English passengers
was a whole throng of them creeping out at us, all shouting out their claim on the little fritlag. There was his ‘‘mother,’’ who looked younger than he did, and his ‘‘brother,’’ who looked older than the mother, as well as uncles and aunts, and some more that weren’t specified. A very close family they seemed, too. Their one wish, as they straggled out, was that we should give their relative back his four, no five guineas that we’d stolen off him. Well, it was clear as glass what this was about.
    ‘‘Let’s get out of here,’’ I called out.
    Most of them were no bigger than the lad himself and for a moment I thought we might escape nice and stately. Slow, we started, and mostly backwards, back out of the court and down the alley, with China holding the line. We were all right till we reached the street, where there was more room for them. All at once the lad sank his teeth into China’s leg, and while the poor gorm was distracted the little old man scelped him one with his stick, and when I tried to help him, two others were ripping at my pockets. At that we just ran, a sort of howl rising up behind to hurry us on as we took the street at a full gallop, dodging past loiterers— especially the ones with outstretched arms—and on. All of a sudden I caught sight of a big plain building that could only be a chapel. The door was open and someone was going inside. ‘‘Over there,’’ I yelled.
    A moment later I was inside, huffing and panting at the back of a sermon. A popular one it was, too, being full to standing with sober people in poor clothes, some giving me dirty looks for being so clattering and out of breath when their preacher was droning. China was just behind, squeezing into the congregation as best he could, but of chief mate Brew there was no sign.
    ‘‘Did you see what happened to him?’’ I whispered, catching myself a ‘‘shhhh.’’
    China shrugged, then rubbed his leg where he had been bit. I suppose we should really have gone back out and had a search, but therewas the worry they might all still be there. Besides, I reckoned he should be able to take care of himself, with all that cleverness of his. ‘‘We ’ll look a bit later,’’ I said, and China looked happy enough with that.
    ‘‘These terrible events in India,’’ expounded the preacher, who was a tidy little fellow in spectacles, ‘‘are nothing other than the first step upon the road to that battle that shall end all battles.’’
    So he was an Armageddon man. Well, I don’t mind a bit of fire and brimstone, though it’s hardly my favourite. Manxmen, I should explain, aren’t always so pure as to their Scriptures, and there’s many will go to two or three different churches all on the same Sunday, especially if there’s not much else to do. It seems a shame, after all, to keep just to one when your Anglicans have the best singing, Romans come top for smoke and smells and for theatre you couldn’t beat a hellfire body like this one. There it came, sure enough, ‘‘Armageddon,’’ and just a few years down the road too, so he promised. The man had a clever trick of bringing things nicely up to the moment. According to him, Gog, ruler of Rosh, Mezhek and Thuval was none other than the Tsar himself, of Russia, Muscovy and Siberia. As to the final battle, which would be followed by pestilences and apocalypses and such, this was to be fought between Russians and Englishmen, like the little squabble they’d just had in that Crimea, but a hundredfold nastier.

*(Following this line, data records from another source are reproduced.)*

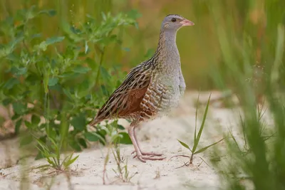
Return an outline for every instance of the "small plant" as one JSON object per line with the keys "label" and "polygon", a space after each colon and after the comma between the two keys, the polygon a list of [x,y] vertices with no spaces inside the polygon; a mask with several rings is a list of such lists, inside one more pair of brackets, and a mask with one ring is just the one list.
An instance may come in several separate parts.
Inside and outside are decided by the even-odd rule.
{"label": "small plant", "polygon": [[128,183],[135,174],[130,175],[128,170],[128,160],[124,166],[122,163],[125,162],[125,159],[120,156],[119,144],[131,144],[132,142],[130,137],[125,132],[120,132],[119,130],[124,130],[124,127],[118,124],[118,120],[115,120],[110,124],[102,127],[106,132],[106,136],[108,137],[108,140],[102,139],[103,143],[107,146],[108,151],[104,161],[104,169],[103,172],[103,184],[106,184],[106,167],[110,159],[110,153],[114,157],[115,162],[117,164],[117,169],[113,169],[113,171],[116,174],[118,179],[123,182]]}
{"label": "small plant", "polygon": [[137,26],[135,11],[100,16],[87,15],[78,25],[62,19],[58,31],[48,37],[35,20],[58,18],[56,10],[33,6],[0,21],[0,102],[13,108],[21,146],[36,142],[36,159],[44,157],[59,170],[77,158],[61,161],[63,152],[105,142],[106,127],[90,132],[87,124],[124,73],[118,66],[106,68],[104,56],[110,45],[123,50],[123,30]]}
{"label": "small plant", "polygon": [[[222,141],[224,139],[224,138],[223,138],[223,139],[220,139],[218,142],[214,142],[214,143],[213,143],[213,144],[210,144],[209,146],[204,147],[201,148],[201,149],[200,149],[198,150],[197,149],[197,148],[198,147],[198,144],[199,144],[199,142],[200,142],[200,138],[201,138],[202,133],[203,132],[204,123],[205,123],[205,121],[206,121],[206,117],[207,117],[207,114],[208,112],[208,108],[209,108],[210,97],[211,97],[211,95],[209,97],[208,102],[207,102],[207,105],[206,105],[206,109],[205,109],[205,110],[204,112],[203,119],[202,119],[202,124],[201,124],[200,128],[199,130],[198,134],[197,134],[197,112],[198,112],[198,103],[197,104],[196,115],[195,115],[195,130],[194,132],[194,144],[193,144],[192,148],[191,149],[189,147],[189,145],[187,145],[186,143],[182,142],[180,140],[178,140],[178,142],[181,144],[181,145],[182,145],[184,147],[187,148],[187,149],[189,149],[191,152],[191,156],[177,155],[177,156],[174,156],[172,157],[188,157],[190,159],[190,162],[189,162],[189,164],[192,164],[194,155],[197,154],[201,153],[201,152],[203,152],[204,151],[205,151],[208,148],[209,148],[209,147],[214,146],[214,144],[220,142],[221,141]],[[198,99],[197,99],[197,102],[199,102],[199,96],[198,96]],[[171,157],[170,159],[172,159],[172,157]],[[204,162],[204,160],[203,160],[203,162]],[[187,165],[187,164],[185,164],[185,165]]]}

    ‘‘Who shall be swept away by this great judgment, this mighty tide of destruction?’’ Ah, we all knew the answer to that one. Sinners. He had a whole list, giving a little pause between each so we’d not miss any by mistake. Fornicators and drunkards. Breakers of the Holy Sabbath. Papists and followers of Dr. Pusey. The Turk and all worshippers of the infidel Mohammed. The black savage who had never acknowledged the glory of Christ.